The paper "Reframing the Expected Free Energy: Four Formulations and a Unification" examines a core issue within active inference: the varying formulations of expected free energy (EFE) and the need for a unified theoretical grounding across these definitions. Active inference, a computational framework that elucidates decision-making and learning mechanisms under uncertainty, relies heavily on EFE as a means for agents to make probabilistic predictions about the consequences of their actions. This paper deciphers the complexities associated with formulating EFE and explores potential resolutions to unify its various conceptualizations.

Overview of Active Inference and Expected Free Energy

Active inference operates on the premise that agents minimize EFE to maintain preferred states or observations. This construct, though critical, lacks a definitive formulation akin to those found for variational free energy (VFE). Traditionally, EFE has been approached through perspectives like risk plus ambiguity and information gain/pragmatic value. Nonetheless, these formulations often emerge from heuristic motivations rather than a foundational definition. This paper seeks to address this gap by presenting a unification problem and examining two specific settings for EFE formulation: one lacking justification yet fully encompassing existing views, the other providing justification for a subset of formulations while constraining prior observation preferences.

The Unification Problem

Fundamentally, the unification problem targets the derivation of EFE from a consistent definition. The authors delineate this problem as a 4-tuple consisting of forecast distributions, target distributions, EFE definitions, and a set of formulations—namely risk over states plus ambiguity, risk over observations plus ambiguity, information gain and pragmatic value, and entropy plus expected energy formulations. The paper's motive is to ascertain whether a singular paradigm can encompass all these formulations through re-definition of the forecast and target distributions.

Implications and Findings

The discourse in this paper underscores pivotal claims, specifying how certain assumptions—such as aligning forecast and target distributions—aid in unifying the formulations. Notably, some assertions state that unifying risks over states and observations efficaciously results in the preferred information gain and pragmatic value formulation. Moreover, the findings articulate the necessary conditions such as the likelihood of forecast and target distributions being identical for the derivations to hold true, thus influencing prior preferences and their compatibility with likelihood mappings in generative models.

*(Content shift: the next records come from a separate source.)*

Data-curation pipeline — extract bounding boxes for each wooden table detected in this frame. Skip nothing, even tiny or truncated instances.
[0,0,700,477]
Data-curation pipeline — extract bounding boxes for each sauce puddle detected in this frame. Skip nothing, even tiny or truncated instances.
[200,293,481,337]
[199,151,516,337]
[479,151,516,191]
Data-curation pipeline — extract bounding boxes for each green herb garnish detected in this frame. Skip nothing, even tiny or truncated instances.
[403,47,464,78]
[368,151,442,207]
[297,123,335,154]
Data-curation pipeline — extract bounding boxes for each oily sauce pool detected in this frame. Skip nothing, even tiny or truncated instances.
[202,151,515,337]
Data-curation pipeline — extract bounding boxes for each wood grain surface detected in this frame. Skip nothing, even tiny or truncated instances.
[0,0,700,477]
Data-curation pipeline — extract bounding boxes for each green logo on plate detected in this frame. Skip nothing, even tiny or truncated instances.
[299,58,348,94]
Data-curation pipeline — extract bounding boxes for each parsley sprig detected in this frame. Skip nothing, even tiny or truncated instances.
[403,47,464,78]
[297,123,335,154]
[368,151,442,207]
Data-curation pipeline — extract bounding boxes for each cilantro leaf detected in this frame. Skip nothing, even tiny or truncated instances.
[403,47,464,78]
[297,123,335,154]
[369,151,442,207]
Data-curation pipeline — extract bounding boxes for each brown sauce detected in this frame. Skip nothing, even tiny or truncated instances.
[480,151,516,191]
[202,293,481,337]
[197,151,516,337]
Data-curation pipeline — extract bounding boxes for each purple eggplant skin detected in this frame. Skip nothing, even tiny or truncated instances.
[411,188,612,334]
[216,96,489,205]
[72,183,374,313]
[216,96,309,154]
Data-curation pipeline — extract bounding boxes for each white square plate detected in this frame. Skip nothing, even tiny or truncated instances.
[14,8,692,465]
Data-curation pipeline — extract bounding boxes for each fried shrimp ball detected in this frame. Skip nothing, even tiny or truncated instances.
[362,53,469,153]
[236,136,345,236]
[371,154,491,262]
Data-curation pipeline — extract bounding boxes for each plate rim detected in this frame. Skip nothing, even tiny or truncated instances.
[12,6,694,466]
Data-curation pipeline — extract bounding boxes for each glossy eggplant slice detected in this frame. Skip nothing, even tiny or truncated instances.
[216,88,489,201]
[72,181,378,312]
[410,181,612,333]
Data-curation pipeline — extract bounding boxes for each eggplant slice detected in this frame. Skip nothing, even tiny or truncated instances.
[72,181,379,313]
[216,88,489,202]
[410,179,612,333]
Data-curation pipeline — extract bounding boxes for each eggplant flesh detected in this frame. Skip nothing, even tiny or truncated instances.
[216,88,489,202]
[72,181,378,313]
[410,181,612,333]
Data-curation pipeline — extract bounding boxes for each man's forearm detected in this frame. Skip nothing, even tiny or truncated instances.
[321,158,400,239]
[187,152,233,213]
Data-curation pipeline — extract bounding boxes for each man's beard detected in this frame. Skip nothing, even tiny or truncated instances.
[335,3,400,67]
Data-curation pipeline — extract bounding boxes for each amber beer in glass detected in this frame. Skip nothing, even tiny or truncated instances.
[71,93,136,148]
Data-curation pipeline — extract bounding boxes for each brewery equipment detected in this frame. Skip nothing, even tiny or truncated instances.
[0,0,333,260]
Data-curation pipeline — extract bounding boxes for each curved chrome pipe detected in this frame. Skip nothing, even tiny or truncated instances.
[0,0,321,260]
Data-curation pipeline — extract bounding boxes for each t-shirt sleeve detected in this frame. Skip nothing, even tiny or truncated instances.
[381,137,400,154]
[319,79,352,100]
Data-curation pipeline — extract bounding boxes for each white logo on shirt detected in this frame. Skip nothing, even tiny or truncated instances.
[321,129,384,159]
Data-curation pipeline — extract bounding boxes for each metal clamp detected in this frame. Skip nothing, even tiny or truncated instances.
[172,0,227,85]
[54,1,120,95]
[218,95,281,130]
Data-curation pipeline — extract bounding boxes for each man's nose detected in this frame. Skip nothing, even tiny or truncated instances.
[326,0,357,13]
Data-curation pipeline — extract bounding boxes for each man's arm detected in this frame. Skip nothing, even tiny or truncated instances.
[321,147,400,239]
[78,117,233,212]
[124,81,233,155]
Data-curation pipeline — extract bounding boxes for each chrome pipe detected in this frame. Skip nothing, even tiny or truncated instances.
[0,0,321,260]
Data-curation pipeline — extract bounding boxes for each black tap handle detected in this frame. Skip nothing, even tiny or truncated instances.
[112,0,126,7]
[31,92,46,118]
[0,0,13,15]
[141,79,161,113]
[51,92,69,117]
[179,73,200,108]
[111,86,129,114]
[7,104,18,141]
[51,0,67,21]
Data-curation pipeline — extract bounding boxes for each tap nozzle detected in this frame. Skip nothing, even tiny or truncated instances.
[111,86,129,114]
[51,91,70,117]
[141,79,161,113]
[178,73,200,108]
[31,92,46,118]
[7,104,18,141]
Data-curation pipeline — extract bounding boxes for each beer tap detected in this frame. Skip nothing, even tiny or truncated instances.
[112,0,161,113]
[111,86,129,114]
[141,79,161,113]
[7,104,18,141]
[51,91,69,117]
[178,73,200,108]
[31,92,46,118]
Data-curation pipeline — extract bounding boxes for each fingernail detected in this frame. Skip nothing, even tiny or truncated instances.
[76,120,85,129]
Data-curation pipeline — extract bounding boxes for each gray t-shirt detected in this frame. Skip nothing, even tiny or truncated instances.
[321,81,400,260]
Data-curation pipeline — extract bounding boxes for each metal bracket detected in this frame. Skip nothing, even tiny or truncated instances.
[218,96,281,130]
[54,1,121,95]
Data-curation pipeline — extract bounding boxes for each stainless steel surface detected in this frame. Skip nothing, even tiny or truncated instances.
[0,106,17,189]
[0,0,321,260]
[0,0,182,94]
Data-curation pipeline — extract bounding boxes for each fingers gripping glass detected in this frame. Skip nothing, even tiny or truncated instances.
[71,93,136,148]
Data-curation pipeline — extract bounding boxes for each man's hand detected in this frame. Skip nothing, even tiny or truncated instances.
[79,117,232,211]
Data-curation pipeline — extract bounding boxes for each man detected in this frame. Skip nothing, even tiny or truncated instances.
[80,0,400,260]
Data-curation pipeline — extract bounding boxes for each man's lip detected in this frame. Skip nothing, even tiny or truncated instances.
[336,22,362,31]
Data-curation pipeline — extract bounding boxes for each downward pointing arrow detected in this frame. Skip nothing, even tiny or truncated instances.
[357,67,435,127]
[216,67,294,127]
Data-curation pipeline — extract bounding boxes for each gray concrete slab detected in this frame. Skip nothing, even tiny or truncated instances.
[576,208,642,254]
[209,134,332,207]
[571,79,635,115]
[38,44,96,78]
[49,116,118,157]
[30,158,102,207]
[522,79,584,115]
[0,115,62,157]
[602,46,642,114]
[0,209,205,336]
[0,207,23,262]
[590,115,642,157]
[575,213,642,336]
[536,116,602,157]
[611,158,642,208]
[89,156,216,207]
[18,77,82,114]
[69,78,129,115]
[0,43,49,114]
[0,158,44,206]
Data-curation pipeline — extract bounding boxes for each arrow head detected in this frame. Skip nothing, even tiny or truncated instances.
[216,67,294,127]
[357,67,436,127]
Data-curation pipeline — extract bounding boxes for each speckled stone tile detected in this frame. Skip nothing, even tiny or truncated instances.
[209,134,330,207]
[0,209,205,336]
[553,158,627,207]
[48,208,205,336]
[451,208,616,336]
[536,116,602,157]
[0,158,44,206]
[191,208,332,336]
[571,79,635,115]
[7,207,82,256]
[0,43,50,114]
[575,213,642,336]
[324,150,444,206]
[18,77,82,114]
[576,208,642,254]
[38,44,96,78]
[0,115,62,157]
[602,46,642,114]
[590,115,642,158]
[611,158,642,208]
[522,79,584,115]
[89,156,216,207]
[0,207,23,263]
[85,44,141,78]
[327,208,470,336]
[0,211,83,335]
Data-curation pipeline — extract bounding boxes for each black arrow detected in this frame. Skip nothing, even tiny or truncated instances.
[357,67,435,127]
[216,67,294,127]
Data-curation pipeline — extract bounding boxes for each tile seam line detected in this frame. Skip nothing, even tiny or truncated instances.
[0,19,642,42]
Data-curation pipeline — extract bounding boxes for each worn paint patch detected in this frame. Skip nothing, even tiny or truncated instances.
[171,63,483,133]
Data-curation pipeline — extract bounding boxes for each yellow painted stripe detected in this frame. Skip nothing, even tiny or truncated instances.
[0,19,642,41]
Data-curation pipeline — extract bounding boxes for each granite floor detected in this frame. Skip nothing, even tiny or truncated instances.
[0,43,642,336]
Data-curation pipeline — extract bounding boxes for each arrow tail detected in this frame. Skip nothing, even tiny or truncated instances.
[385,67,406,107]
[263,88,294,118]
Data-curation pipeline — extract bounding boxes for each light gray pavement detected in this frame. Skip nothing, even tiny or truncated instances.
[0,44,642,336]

Discussion of Limitations and Future Directions

A notable limitation identified by the authors is rooted in the assumptions concerning forecast and target distribution alignments, which might restrict the degree of arbitrary predilections an agent could hold. This constraint necessitates careful deliberation on the admissibility of observation preferences vis-à-vis generative model mappings.

Despite proposing a promising unification approach, the authors concede the absence of explicit justification from first principles for certain EFE formulations when defined as risk over observations plus ambiguity. This highlights existing theoretical gaps and calls for further inquiry to substantiate all EFE formulations on a firm theoretical basis.

Conclusion

This paper marks a significant advance in reconciling the various formulations of expected free energy within the broader ambit of active inference. Beyond presenting a theoretical framework, it lays the groundwork for further exploration of EFE's foundational underpinnings, especially in high-dimensional settings such as deep active inference. Future research routes include refining the derivations under alternative constraints and pursuing empirical validations that address the theoretical conjectures posited herein.

By exploring the intricacies of EFE formulation and proposing a unification approach, this work seeks not only to streamline the conceptual landscape of active inference but also to inspire novel methodologies and applications in complex decision-making systems.